Social network influence maximization algorithm can be widely applied in social marketing, public sentiment control and other relevant fields. This paper focuses on two major problems local structure characteristics of the network which was ignored by previous work and the nodes influence overlapping problems. To deal with the problems, we propose a new influence maximization algorithm for social networks based on local structure characteristics. In this algorithm, the topological potential is used to measure the influence of the nodes to divide communities. The candidate global influence nodes are selected from the community according to the measurements then the local edge deduplication is applied to complete the seed nodes selection.
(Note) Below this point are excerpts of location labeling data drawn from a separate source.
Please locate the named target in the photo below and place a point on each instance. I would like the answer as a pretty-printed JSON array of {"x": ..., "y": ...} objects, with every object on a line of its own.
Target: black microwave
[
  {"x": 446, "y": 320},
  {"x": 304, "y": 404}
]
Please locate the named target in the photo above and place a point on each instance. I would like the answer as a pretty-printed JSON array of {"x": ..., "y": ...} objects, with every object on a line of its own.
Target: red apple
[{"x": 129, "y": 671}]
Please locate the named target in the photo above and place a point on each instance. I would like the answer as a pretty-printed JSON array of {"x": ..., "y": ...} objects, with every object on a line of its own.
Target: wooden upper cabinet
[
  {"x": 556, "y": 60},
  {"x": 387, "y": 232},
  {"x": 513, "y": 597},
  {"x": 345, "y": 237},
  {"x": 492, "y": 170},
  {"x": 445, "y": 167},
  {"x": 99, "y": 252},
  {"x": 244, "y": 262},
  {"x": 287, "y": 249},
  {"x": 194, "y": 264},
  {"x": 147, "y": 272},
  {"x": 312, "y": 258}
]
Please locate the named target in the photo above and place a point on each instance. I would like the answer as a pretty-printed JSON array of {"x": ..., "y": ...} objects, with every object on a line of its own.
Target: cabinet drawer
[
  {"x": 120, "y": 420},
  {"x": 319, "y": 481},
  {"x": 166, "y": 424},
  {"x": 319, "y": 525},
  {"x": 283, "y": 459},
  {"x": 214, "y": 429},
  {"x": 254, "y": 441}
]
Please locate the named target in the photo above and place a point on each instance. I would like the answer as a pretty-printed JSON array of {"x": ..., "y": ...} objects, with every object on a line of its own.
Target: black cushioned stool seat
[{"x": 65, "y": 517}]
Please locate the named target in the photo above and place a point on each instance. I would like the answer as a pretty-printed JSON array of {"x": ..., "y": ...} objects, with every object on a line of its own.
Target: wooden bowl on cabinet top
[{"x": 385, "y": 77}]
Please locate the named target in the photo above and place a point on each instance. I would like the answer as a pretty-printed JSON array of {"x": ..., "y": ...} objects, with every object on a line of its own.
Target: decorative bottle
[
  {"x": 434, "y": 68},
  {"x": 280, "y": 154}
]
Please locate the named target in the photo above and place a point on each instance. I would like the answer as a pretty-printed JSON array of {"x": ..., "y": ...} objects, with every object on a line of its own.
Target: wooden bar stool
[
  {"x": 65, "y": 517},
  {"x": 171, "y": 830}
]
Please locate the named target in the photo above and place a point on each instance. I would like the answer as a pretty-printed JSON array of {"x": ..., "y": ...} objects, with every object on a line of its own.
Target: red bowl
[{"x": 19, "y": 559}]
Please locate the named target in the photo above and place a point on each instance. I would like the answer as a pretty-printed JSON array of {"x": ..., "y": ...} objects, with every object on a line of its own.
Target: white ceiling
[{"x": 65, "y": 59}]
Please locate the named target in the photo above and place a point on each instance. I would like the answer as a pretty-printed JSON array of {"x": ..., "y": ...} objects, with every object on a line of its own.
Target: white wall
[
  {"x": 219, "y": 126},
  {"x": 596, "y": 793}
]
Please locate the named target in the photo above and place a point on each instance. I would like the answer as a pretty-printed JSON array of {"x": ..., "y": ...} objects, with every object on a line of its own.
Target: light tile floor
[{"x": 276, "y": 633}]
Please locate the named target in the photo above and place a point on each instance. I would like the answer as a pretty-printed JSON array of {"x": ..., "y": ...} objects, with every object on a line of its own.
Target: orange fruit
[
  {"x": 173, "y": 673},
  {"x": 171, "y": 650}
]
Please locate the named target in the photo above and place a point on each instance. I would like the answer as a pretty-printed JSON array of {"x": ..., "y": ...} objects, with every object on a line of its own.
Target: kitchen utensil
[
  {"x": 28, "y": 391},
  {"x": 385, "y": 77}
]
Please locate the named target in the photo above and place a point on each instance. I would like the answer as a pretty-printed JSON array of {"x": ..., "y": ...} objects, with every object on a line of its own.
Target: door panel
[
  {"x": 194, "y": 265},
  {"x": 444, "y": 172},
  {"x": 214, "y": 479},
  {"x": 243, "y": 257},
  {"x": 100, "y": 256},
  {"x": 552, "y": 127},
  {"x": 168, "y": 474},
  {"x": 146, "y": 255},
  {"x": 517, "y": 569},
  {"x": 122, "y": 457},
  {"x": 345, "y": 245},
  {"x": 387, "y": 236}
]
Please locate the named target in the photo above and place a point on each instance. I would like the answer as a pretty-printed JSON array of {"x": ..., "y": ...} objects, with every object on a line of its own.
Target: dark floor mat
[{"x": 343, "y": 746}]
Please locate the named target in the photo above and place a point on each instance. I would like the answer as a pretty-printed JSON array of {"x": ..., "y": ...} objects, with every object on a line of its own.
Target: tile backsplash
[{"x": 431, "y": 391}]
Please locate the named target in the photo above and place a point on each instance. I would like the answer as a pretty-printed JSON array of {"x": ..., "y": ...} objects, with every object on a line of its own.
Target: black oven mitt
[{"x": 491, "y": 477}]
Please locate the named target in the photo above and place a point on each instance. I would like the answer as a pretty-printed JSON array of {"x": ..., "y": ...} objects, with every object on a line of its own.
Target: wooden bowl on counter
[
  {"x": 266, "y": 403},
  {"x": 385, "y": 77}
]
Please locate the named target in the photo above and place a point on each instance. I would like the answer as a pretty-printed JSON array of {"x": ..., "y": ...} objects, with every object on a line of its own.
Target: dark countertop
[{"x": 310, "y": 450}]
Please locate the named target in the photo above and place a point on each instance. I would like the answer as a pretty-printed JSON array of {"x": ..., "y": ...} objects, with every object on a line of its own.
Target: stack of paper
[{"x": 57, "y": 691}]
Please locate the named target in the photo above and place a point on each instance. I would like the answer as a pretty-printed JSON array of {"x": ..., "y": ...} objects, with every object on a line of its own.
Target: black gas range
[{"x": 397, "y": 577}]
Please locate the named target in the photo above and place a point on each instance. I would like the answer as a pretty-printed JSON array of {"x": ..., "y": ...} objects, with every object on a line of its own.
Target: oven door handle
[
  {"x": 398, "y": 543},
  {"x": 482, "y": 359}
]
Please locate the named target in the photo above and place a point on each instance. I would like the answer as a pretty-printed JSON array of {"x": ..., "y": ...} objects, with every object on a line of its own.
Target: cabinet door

Finally, we conduct extensive experiments to evaluate the feasibility and effectiveness of the algorithm, which, as the results, has better performance in propagation effect compared with the state of the arts.

Keywords

Social network Community discovery Influence maximization Local edge deduplication 

Notes

Acknowledgements

This work was supported by The Youth Foundation of Heilongjiang Province of China under Grant No. QC2016083, the Innovative Talents Research Special Funds of Harbin Science and Technology Bureau under Grant No. 2016RQQXJ128, The Fundamental Research Funds for the Central Universities under Grant No. HEUCF180606, and the National Natural Science Foundation of China under Grant No. 61672179, 61370083 and 61402126.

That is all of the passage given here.